Within 24 hours, the film was posted on social networks, something unusual for a premiere film, and expensive, which should be presented at festivals around the world to try to sell itself and get money back, as was tried, without success, with The lost city, here and there dismissed as infamous.

Someone in the networks thought this detachment of launching the movie on the fly without getting a penny back was strange, commenting, “But why are they doing it and not trying to take economic advantage of it?”

There are two clear goals with this hasty roll of the dice: first, to join the subversive campaign against Cuba, by providing a propaganda and one-dimensional view of the topic they are dealing with, without naming the causes. – not a criminal couple – who led those men to jail and, second, the filmmakers’ vain dream of thinking they billed a great job that was able to – as they stated – respond to what became exposed in The Wasp Network (Olivier Assayas, 2019), a film that enraged them for presenting true heroes who were against the commandments of the empire, the exact opposite of the ‘heroes’ who are now trying to revive from the past as a ‘message of rebellion’ , addressed to generations who did not live those days.

The ruse to rewrite history and leave what is inappropriate in the garbage dump is old: the United States lost the Vietnam War, but years later it had its Rambo, able to win a vengeful invasion herself and thus provide nostalgic consolation.

The counterrevolution has lost its intentions of recapture by blood and fire and maneuvers of all kinds for more than 60 years, and now it resorts to the well-known all-rounder offered by film fiction to reassemble the sentimental. facts at hand, your convenience.

Already in the artistic field – and professional critics will realize, if they pay attention – Planted allows us to appreciate the negative consequences of a terrible melodrama that confuses the narrative times, divides the protagonists into good, very good and bloody bad, with verbal dialogues that search for effectiveness in every expression, a repetitive script full of ordinary exhaustion, corny music, and scenes of beatings and murders in prisons and labor camps that take up much of the nearly two hours of footage; thick realization lines drawn by the tearful heights of the conflicts and the small job in the epitome of a contemporary act of vengefulness that owes much to the worst of Hollywood, despite the film’s millionaire budget.

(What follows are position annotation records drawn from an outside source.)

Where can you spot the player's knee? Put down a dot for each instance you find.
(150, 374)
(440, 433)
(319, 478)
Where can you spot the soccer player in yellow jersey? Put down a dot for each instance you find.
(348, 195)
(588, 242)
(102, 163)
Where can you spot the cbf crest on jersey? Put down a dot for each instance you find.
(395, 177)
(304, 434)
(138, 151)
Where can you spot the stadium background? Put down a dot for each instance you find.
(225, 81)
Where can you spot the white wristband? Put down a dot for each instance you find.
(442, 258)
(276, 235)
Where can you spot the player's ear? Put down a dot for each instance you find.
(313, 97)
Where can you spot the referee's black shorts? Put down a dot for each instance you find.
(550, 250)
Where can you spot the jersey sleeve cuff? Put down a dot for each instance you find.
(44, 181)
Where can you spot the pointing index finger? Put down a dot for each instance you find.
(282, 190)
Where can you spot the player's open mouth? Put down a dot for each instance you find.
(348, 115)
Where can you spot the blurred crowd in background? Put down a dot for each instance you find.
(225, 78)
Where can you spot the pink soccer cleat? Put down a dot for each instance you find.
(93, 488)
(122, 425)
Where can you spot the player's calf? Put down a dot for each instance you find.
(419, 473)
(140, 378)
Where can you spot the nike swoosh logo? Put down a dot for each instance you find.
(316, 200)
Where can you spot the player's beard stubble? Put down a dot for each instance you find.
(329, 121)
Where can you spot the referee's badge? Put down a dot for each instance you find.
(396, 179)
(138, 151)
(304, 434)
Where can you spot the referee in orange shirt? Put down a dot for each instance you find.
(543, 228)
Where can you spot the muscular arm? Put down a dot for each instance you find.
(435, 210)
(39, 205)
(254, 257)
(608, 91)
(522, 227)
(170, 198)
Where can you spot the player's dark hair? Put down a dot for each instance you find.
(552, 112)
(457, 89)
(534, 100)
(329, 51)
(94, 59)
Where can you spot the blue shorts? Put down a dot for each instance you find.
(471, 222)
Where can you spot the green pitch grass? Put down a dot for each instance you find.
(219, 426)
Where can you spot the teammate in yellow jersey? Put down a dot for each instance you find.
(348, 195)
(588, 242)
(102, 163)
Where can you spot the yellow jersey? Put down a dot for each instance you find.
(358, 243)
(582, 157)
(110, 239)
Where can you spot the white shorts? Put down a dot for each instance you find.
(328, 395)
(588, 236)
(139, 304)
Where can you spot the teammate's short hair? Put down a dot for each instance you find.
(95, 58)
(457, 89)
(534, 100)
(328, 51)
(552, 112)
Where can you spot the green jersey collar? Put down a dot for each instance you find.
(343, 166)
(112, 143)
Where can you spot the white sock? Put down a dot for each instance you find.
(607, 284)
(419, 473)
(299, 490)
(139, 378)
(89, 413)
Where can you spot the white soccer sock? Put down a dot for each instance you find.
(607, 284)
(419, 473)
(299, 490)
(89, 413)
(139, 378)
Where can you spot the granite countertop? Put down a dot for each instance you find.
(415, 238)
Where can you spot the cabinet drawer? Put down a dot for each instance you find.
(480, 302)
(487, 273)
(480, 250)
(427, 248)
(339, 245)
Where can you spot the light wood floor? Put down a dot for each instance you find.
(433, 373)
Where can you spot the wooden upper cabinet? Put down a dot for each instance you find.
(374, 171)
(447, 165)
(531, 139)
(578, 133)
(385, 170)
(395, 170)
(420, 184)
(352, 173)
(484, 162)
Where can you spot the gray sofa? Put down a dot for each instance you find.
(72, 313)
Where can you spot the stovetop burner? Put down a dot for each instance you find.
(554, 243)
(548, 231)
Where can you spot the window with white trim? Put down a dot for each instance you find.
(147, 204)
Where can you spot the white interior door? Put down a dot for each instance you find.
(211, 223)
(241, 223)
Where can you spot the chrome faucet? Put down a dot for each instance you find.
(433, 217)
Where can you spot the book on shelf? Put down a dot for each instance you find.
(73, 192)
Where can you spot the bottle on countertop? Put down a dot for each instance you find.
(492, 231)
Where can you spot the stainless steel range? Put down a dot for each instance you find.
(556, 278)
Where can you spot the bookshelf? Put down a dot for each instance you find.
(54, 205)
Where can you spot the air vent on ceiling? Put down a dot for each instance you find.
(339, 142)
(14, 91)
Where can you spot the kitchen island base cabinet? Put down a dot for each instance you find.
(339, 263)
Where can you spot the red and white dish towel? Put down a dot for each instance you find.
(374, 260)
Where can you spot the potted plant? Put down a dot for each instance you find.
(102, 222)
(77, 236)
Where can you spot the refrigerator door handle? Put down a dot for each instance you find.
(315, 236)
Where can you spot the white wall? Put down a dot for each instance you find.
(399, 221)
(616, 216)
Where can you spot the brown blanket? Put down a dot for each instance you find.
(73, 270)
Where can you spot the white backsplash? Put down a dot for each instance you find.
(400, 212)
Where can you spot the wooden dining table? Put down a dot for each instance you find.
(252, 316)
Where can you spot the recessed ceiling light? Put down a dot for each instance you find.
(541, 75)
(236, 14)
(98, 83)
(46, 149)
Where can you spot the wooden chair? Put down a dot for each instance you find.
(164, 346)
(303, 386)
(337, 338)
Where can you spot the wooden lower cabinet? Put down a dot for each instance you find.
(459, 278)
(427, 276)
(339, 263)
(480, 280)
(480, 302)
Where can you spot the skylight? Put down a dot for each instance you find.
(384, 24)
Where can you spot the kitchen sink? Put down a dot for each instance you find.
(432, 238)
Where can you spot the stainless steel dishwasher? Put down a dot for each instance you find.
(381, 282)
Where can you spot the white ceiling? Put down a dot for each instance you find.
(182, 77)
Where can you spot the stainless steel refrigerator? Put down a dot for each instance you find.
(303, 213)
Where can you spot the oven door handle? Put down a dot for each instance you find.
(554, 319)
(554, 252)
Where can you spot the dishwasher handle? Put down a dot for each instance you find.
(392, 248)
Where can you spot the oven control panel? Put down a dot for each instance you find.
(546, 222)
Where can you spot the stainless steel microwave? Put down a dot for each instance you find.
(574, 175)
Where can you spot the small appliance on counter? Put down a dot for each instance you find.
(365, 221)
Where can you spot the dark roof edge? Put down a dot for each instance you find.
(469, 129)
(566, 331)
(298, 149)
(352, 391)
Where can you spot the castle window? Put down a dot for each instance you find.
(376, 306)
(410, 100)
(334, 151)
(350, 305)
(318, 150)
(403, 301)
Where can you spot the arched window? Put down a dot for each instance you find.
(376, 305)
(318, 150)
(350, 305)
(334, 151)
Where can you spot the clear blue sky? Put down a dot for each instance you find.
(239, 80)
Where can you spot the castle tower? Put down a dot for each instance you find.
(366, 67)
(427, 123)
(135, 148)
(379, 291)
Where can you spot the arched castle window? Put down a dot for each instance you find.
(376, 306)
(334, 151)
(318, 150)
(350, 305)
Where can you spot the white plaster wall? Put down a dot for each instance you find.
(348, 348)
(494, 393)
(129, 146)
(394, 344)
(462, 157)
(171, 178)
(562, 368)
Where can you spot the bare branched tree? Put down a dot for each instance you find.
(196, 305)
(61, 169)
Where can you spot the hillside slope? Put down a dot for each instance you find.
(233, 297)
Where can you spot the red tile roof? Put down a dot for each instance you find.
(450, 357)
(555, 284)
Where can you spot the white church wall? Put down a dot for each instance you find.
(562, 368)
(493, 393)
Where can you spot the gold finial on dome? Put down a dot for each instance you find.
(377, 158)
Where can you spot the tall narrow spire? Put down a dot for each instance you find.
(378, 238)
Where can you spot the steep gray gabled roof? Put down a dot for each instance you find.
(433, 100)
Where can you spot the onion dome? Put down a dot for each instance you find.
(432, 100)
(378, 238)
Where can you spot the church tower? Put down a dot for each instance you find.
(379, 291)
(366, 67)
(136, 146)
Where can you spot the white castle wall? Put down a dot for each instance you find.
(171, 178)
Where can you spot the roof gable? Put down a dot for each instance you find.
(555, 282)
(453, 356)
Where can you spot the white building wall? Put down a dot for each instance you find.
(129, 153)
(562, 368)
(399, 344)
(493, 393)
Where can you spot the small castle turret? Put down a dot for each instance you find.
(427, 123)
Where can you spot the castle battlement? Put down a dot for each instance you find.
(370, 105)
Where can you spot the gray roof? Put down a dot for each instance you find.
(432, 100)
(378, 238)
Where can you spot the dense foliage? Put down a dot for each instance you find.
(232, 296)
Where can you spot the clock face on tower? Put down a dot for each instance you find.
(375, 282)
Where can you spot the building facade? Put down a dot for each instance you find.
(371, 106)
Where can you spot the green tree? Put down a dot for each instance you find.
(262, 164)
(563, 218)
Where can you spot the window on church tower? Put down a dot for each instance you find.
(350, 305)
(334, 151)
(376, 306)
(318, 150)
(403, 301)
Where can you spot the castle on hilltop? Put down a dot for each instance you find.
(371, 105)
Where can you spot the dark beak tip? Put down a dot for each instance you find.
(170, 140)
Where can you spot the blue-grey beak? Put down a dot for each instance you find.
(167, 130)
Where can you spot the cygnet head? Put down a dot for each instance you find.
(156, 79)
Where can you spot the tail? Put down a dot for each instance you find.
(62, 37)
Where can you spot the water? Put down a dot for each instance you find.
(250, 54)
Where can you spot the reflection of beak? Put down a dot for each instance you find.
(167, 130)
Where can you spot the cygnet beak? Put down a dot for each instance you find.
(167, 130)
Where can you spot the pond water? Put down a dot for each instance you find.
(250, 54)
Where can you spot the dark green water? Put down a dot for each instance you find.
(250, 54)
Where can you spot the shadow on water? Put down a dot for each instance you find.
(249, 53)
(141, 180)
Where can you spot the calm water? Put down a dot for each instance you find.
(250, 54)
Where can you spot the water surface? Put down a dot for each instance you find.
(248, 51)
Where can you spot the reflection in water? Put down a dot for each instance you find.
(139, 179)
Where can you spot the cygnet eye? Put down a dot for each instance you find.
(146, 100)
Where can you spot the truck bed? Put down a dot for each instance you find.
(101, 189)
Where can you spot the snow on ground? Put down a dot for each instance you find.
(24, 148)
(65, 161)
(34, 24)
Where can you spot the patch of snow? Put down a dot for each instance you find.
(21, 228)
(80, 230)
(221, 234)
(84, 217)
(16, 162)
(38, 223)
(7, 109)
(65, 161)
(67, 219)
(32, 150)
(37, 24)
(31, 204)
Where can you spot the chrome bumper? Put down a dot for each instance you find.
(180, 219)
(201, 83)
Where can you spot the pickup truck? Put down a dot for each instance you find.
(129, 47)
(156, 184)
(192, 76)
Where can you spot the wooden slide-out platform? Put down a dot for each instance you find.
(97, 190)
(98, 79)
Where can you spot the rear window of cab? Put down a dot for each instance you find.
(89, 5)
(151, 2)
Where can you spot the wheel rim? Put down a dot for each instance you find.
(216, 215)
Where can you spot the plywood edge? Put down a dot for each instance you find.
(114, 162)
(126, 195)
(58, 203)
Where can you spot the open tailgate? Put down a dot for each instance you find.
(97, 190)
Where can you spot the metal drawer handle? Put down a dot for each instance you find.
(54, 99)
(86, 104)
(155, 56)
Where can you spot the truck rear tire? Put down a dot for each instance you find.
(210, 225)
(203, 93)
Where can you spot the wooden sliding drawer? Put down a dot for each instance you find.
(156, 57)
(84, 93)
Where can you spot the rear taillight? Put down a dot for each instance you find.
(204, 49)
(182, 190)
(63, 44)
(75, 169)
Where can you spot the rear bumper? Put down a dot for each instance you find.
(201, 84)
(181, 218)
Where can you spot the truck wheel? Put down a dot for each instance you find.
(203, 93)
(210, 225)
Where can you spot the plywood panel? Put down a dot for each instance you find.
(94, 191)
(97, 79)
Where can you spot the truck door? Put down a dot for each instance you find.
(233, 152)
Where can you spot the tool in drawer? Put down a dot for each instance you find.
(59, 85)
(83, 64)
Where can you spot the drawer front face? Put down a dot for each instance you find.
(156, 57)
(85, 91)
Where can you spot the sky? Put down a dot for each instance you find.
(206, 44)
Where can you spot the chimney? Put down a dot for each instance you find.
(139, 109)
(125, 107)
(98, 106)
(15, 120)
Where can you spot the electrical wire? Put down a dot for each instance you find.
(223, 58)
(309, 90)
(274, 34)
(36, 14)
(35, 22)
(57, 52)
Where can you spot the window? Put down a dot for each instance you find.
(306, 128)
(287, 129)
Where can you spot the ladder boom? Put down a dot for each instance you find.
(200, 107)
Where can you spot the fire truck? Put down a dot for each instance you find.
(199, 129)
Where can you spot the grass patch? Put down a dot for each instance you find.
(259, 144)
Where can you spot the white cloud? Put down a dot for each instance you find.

Some bright minds at the Miami Film Festival, where the film was released a few days ago, must have realized that Planted It was a mess and although they accepted it, they – according to director Lilo Vilaplana – didn’t give it the importance the film deserved.

Vilaplana wrote on his Facebook account that the festival had given the film “a fifth grade treatment”, that it had not “endorsed him” in advertisements or anything, it is a film made in exile, with artists from here. , it should have given it another importance ».

And indignant – and perhaps suspecting the artistic failure so painful for any creator – he lifted the political parade: “The Miami Film Festival’s disrespect to historic exile and its complicity with the Castro- dictatorship is disgraceful. “

And so that there would be no doubt about the intentions of the film, he wrote that the festival organization does not like films like PlantedThey “like those who build bridges, who say they must unite, but with the dictatorship there is no negotiation.”

And he concluded: «Those films that invite you to go to Cuba are complicit in the dictatorship, and that regime must be overthrown because it has caused a lot of damage to the Cubans … She (the directors of the festival) did not want that the film was there, and I felt it even in the people attending the festival, they were angry that this film was there ».

The film will find its audience in a fiery sector of exile and there will be no shortage of those promoting it as a ‘revealing work’, without honoring the manipulation of emotions it displays, as a basic tenet of counter-revolutionary propaganda. subject to a subversive plan that does not rest.

But hate and art are never linked. Good luck with the art for the next director, and say hello.